Conch Town Cover ArtIn recognition of the 75th anniversary of President Franklin D. Roosevelt's New Deal, the State Library and Archives of Florida re-created a photographic exhibit that was first developed by the Florida Works Projects Administration in 1939. The original exhibit, titled Conch Town, documented Bahamian immigrants living in Riviera Beach, Florida. The new exhibit includes the 30 original photographs and captions, along with the original catalog and news clippings about the exhibit. The images represent only a small portion of the New Deal-related records and publications found at the State Library and Archives.

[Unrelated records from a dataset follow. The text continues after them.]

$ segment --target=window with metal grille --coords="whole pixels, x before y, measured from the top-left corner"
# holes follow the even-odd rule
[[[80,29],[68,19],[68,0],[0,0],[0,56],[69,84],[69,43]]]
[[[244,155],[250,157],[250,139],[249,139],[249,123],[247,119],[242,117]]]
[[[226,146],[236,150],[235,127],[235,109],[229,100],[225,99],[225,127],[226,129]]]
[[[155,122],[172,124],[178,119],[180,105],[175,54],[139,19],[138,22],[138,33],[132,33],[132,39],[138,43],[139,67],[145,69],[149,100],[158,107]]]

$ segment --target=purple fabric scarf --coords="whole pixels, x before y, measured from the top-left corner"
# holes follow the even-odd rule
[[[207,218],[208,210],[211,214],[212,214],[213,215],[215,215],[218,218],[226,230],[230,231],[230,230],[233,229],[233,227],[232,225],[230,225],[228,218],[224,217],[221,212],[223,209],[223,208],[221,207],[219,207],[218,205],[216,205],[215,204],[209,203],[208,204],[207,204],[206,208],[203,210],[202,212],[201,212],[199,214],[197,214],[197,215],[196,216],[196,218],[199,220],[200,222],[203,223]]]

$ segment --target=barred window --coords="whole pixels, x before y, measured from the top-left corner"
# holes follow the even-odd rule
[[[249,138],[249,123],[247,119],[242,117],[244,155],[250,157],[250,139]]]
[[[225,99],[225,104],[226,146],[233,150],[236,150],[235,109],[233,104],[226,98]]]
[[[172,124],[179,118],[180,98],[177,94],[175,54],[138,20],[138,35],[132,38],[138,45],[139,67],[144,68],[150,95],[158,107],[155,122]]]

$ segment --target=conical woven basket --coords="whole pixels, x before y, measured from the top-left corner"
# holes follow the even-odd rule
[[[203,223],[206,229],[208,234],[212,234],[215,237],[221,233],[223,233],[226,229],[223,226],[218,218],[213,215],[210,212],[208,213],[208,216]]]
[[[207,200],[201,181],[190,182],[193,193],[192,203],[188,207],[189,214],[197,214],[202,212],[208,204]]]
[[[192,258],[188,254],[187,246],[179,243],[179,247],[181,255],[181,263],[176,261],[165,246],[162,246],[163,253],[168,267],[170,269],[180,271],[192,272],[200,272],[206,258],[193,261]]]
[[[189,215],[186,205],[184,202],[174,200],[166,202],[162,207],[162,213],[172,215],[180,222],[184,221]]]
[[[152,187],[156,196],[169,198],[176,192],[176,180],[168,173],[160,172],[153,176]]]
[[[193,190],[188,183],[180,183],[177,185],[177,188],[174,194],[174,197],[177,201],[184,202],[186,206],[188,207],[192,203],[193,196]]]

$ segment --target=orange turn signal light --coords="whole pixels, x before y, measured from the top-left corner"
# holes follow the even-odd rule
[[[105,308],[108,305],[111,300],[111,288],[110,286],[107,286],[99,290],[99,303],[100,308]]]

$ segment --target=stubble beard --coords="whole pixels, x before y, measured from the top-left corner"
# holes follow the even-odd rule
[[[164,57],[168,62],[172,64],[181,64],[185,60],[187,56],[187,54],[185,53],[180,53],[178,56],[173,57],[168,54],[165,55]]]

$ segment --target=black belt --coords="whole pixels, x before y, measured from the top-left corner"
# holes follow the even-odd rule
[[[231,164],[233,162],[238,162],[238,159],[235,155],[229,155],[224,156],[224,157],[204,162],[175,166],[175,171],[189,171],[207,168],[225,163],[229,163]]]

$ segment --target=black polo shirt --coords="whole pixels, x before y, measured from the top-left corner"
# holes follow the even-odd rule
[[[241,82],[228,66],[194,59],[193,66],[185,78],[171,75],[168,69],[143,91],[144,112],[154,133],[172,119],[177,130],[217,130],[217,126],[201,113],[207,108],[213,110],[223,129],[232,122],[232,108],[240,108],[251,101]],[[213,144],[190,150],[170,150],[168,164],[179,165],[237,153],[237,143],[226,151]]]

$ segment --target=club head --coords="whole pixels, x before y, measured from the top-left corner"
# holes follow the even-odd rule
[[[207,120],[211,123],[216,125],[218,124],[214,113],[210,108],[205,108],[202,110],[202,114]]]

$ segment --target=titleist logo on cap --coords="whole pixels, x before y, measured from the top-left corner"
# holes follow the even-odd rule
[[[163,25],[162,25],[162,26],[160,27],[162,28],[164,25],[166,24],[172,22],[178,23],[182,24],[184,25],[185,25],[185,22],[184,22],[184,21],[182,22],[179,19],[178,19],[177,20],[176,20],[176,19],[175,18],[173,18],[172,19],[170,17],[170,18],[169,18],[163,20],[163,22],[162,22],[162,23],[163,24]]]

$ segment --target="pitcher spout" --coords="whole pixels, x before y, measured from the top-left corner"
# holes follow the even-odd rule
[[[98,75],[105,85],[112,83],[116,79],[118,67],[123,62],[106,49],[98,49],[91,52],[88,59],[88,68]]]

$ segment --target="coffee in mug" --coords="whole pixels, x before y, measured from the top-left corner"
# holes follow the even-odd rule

In May 1939, Florida WPA photographer and artist Charles Foster accepted an assignment to take photographs for Florida Writers Project writer Veronica Huss' profile of the "Conchs" on Riviera Beach. At the time, locals used the derogatory slang term to describe immigrants from the Bahamas. Armed with his Reflex-Korelle single-lens camera and four rolls of 12-exposure black and white film, Foster spent the day photographing Veronica and her subjects.

Photo: Courtesy of the Florida Photographic Collection.

State Library and Archives of Florida Presents Historic Recordings of the Florida Folk Festival Online

In celebration of the 2008 Florida Folk Festival, the State Archives of Florida has expanded its online resources to offer historic recordings of all the Florida Folk Festivals from 1954 through 1979 for free listening and downloading.

Last summer, the State Archives offered a podcast of the very first recording of the Florida Folk Festival, recorded on reel-to-reel tape on May 6, 1954. The first recording features performances by local school children, representatives of the Seminole Tribe of Florida, folk singers, and opening remarks by festival director and renowned founder of the National Folk Festival, Sarah Gertrude Knott.

Now folklife fans can visit the Folklife Audio Page to download and listen to 26 years of Florida Folk Festivals, most of them in their entirety, totaling hundreds of hours of audio.